TRIBUNA
Fernando Caro | Sábado 31 de enero de 2015
Mi acercamiento a Díez del Corral tuvo, cómo no, carácter de hallazgo.
Y tan sólo me permite arriesgar un par de opiniones bien sencillas: que es persona eminente de la intelectualidad de la España de la segunda mitad del siglo pasado, referencia temporal que ha de tomarse con todas las cautelas, y que su memoria, como la de otros preclaros pensadores, es bien exigua más allá de algunos ámbitos y ambientes académicos.
Luis Díez del Corral leía su discurso de ingreso en la Real Academia de Ciencia Morales y Políticas, La mentalidad política de Tocqueville con especial referencia a Pascal, hace 50 años, el 2 de febrero de 1965; por entonces yo no había cumplido los 12.
El momento político que circunstanciaba el discurso no puedo decir que me sea bien conocido, pese a que “el pasado, en los grandes asuntos humanos, parezca más claro y nítido que el presente”.
Bien es cierto que es fácil hacer uso de clichés, imágenes comúnmente acuñadas, y ciertos estereotipos, para suponer una cierta atmósfera. Pero cualquier circunstancia política es de por sí enormemente compleja. Más si se traslada a ámbitos tan a ras de tierra.
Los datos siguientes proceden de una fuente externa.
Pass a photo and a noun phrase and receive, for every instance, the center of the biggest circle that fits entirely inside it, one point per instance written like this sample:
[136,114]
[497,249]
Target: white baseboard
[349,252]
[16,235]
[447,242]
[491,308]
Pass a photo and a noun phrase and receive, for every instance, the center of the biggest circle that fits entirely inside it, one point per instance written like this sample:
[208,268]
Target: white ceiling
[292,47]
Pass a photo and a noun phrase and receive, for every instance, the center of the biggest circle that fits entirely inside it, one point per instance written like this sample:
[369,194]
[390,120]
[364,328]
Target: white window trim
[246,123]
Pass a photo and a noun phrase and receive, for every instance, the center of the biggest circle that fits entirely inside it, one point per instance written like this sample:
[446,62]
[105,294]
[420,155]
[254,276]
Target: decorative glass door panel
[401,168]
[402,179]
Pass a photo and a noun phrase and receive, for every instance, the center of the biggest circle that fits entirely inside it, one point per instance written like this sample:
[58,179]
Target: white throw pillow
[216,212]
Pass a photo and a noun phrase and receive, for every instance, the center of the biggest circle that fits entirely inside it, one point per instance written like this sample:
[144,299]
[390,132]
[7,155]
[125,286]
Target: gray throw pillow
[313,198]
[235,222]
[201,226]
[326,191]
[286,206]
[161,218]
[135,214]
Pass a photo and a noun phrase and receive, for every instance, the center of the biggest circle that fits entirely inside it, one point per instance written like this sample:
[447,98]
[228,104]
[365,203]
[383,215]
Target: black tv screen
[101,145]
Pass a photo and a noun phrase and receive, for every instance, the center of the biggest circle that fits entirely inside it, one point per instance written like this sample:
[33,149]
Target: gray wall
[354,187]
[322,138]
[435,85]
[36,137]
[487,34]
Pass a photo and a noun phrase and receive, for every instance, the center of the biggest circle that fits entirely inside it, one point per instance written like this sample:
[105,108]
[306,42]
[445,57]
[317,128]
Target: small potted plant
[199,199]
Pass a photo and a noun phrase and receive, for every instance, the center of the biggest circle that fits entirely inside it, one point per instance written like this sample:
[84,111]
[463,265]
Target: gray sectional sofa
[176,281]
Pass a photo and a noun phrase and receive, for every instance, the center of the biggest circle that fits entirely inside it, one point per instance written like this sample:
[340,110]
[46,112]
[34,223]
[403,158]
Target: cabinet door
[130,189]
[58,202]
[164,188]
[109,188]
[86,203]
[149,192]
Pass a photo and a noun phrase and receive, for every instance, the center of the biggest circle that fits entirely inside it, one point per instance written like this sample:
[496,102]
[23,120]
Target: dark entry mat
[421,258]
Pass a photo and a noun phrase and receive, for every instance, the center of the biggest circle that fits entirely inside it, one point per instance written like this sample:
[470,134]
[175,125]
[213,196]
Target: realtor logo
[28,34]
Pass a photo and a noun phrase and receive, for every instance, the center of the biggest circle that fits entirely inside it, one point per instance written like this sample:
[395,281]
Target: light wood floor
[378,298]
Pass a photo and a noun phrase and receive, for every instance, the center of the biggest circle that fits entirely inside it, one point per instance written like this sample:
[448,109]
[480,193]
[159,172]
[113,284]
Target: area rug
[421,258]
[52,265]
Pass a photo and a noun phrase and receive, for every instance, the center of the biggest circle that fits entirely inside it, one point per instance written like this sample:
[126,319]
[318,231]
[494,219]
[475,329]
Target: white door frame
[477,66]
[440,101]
Y 1965 y sus precedentes no son excepción.
Circunstancia que sin duda impregna, además de todo su saber y la influencia de quienes fueran sus mentores intelectuales, una pieza cuya lectura solicita poner en juego una buena dosis de atención, por la erudición y densidad que la inspiran.
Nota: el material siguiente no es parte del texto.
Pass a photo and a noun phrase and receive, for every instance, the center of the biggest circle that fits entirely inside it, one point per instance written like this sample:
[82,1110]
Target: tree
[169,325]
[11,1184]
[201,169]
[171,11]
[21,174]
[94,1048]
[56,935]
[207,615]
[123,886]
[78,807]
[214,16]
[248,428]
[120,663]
El resultado es un texto que alienta la inquietud por conocer no solo la persona y obra de su protagonista, Alexis de Tocqueville; o de Blaise Pascal, una de las fuentes en las que bebió el normando, sino al propio Académico, titular a la sazón de la Cátedra de Historia de las Ideas y de las Formas Políticas en la Universidad de Madrid; toda una carta de presentación.
Y es que, alejado de las ciencias sociales por mor de mi formación, disfruto de ese goce que me supone atribuir carácter de descubrimiento singular a cosas para otros bien corrientes.
Que hayan pasado cincuenta años es tan sólo un pretexto para propagar modestamente esa inquietud, la de acercarse a un liberal exento de dogmatismo.